Directory structure with Elixir

How to organize an Elixir/Phoenix project to scale? What decision-making process do you use? A case study from a real estate auction platform.

26 February 2024 — Goulven CLEC'H

  1. What’s the problem?
    1. Inconsistent structures
  2. Main considerations
    1. Context-driven architecture
  3. Three errors avoided
    1. Nesting hell
    2. Scrolling hell
    3. Messy hell
  4. Our final proposal
    1. About test files
    2. About CQRS/ES files
  5. About the decision process
  6. What I learned
    1. Possible improvement

What’s the problem?

Elixir is a functional programming language, where the code is mainly organized as functions (duh!) and modules (a group of functions). However, the Elixir documentation doesn’t give a lot of advice on how to organize a project, as expected from a general-purpose language.

The Phoenix documentation, Elixir’s web framework, does offer a directory structure example for new projects, but it’s mainly detailed for the front-end part (/lib/hello_web/). The back-end part (/lib/hello/) is mostly composed by schemas files (feature.ex, the data structure and its changesets) and context files (features.ex, a module with all the public functions).

But our tiny real-estate start-up has grown over three years, with different developers and new features. Sadly, our back-end directory structure hasn’t evolved with it and has become a mess.

To be honest, I am extensively to blame for this situation. After the departure of the company’s first developer, I remained alone as a junior developer. With the intention of recruiting another CTO, I maintained the project’s initial philosophy as long as possible and delayed making essential architectural decisions.

Even as recruitment difficulties became apparent, it took me some time to step up as the tech lead. I suffered through the situation, which seemed beyond my control. And when we compensated with freelancers/ interns, I didn’t dare nor know how to manage them correctly, leading to less coherent or qualitative code.

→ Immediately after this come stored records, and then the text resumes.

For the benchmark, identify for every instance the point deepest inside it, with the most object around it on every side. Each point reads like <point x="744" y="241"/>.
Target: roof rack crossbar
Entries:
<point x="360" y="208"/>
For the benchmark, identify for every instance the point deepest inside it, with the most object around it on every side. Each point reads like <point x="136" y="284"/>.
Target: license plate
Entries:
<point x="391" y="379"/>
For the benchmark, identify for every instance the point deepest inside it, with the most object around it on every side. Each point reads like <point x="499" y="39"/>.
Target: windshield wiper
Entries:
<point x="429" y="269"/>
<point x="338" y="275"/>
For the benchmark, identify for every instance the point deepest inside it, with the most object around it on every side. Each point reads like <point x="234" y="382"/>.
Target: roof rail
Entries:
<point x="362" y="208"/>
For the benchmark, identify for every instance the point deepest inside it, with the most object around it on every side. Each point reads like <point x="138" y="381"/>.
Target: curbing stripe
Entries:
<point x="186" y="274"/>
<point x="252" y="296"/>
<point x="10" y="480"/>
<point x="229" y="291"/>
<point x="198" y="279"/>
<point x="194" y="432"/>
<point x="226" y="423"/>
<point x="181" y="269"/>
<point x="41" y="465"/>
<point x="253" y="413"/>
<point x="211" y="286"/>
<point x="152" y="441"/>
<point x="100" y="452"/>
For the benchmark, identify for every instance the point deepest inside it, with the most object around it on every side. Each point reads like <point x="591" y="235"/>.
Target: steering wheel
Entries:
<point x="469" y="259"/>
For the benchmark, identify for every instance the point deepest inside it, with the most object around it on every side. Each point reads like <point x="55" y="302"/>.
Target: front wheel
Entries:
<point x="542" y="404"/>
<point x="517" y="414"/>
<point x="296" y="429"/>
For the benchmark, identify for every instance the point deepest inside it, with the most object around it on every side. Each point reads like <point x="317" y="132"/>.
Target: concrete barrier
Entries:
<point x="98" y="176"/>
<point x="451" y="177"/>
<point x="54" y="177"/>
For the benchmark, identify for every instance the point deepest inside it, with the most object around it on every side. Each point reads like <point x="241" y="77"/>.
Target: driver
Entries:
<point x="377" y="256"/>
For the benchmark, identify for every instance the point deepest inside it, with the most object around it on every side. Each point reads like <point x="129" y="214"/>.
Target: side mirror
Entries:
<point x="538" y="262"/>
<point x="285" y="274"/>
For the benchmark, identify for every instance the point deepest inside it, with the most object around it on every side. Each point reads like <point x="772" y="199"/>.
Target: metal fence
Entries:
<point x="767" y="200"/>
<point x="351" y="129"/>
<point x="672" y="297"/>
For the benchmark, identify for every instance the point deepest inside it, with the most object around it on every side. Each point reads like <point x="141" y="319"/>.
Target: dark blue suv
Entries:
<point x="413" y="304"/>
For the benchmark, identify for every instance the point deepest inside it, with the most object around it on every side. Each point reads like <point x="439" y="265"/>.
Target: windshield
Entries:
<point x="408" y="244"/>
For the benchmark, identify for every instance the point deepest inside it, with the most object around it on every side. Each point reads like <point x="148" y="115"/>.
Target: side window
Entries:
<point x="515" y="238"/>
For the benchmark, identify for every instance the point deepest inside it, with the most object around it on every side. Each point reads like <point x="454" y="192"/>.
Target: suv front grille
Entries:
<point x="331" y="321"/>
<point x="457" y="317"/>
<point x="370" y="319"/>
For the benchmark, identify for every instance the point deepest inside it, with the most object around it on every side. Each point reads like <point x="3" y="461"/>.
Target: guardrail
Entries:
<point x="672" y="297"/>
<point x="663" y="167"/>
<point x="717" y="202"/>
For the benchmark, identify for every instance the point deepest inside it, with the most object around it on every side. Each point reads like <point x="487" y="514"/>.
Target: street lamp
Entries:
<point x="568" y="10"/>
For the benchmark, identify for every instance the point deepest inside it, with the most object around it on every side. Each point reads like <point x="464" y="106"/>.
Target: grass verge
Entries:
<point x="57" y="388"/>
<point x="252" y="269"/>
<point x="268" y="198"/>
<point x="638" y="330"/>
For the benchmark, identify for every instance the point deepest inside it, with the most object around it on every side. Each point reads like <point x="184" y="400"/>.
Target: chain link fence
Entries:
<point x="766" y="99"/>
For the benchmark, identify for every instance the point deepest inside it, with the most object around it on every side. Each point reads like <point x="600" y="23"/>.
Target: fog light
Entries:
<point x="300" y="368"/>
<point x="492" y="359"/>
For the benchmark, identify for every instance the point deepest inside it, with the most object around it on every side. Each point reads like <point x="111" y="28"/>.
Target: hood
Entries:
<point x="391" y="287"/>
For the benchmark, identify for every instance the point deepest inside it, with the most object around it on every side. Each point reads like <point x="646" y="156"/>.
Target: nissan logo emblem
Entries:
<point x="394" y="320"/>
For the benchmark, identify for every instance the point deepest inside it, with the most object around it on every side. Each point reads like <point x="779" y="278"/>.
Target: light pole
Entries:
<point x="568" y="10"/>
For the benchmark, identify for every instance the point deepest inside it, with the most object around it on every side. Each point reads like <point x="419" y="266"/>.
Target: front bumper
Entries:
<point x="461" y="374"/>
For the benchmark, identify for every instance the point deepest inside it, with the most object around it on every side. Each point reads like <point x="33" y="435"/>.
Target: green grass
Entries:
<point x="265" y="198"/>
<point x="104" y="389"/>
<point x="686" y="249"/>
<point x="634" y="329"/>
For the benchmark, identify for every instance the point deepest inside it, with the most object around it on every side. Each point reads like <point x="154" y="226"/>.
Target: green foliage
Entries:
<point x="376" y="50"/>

Today, the situation is different, as I gradually regained control of the project and built my confidence. I have built a team of five people, including three software developers, destined to grow. And now, it is time to re-organize our project!

Let’s consider an extract of the old structure :

encheres_immo/
├─ accounts.ex <- multi-schemas context
├─ accounts/
│ ├─ user.ex <- schema
│ ├─ organization.ex <- schema
│ ├─ formula.ex <- child schema
│ └─ [... utils]
├─ auctions.ex <- context
├─ auctions/
│ ├─ projections/
│ │ ├─ auction.ex <- schema
│ │ └─ [... utils]
│ ├─ currency.ex <- child schema
│ └─ [... utils]
├─ contacts/
│ ├─ contacts.ex <- context
│ ├─ contact.ex <- schema
│ └─ [... utils]
[...]
├─ application.ex <- app life cycle
├─ release.ex <- utils for migrations and seeding
└─ [... repo related files]

If we can identify three contexts in this example (accounts, auctions, and contacts), their inconsistent structure makes the whole project hard to understand.

Additionally, some of these directory structures simply don’t work. For example, instead of users and organizations context with their related functions, we have an abnormally long and messy accounts.ex. Worse, some schemas file, like user.ex and organization.ex, contain some functions that should also be in context.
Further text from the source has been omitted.